Check that your function produce reasonable results by applying it to simulated data generated using `arima.sim`

.

Write the above AR(2) model in state-space form with \(Z_t\) and \(Z_{t+1}\) as state variables assuming that \(Z_t\) is observed with time dependent observation error variance \(\sigma_{b,t}^2\). How does the Kalman recursions change when the variance of the observation error is time dependendent and when some observations are missing entirely? Assuming stationarity, find \(V_{1|0}\). Write an R-function taking the model parameters, a vector of observed non-missing and missing observations and a vector containing known values for \(\sigma_{b,t}^2\) as input and computes and returns forecasted, filtered and smoothed means and variance matrices. Construct numerical examples and run your function on these to verify that the computed quantities behaves as you expect. In particular, look at the behaviour of the filter if there is a large gap with missing values somewhere in the observed time series.

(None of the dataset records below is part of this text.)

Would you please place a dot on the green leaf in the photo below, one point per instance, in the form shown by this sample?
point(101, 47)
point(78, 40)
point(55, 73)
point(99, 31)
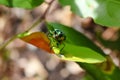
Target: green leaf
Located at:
point(104, 12)
point(81, 54)
point(27, 4)
point(78, 47)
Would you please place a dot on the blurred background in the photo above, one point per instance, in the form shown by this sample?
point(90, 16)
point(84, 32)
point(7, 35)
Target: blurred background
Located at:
point(22, 61)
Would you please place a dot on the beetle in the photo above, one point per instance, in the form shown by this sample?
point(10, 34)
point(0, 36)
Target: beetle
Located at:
point(56, 37)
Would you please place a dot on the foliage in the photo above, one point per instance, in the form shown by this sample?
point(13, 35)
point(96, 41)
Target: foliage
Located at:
point(104, 12)
point(27, 4)
point(77, 48)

Change your function such that it optionally computes the log likelihood of the observed non-missing data. Use the `optim`

R-function with carefully chosen starting values to compute maximum likelihood estimates of the parameters. Construct some numerical examples and verify that your code works by comparing with MLEs computed by the `arima`

R-function. You should maximise the log likelihood only with respect to \(\phi_1, \phi_2, \sigma_a^2\) while using your own chosen values for the \(\sigma_{b,t}^2\)'s.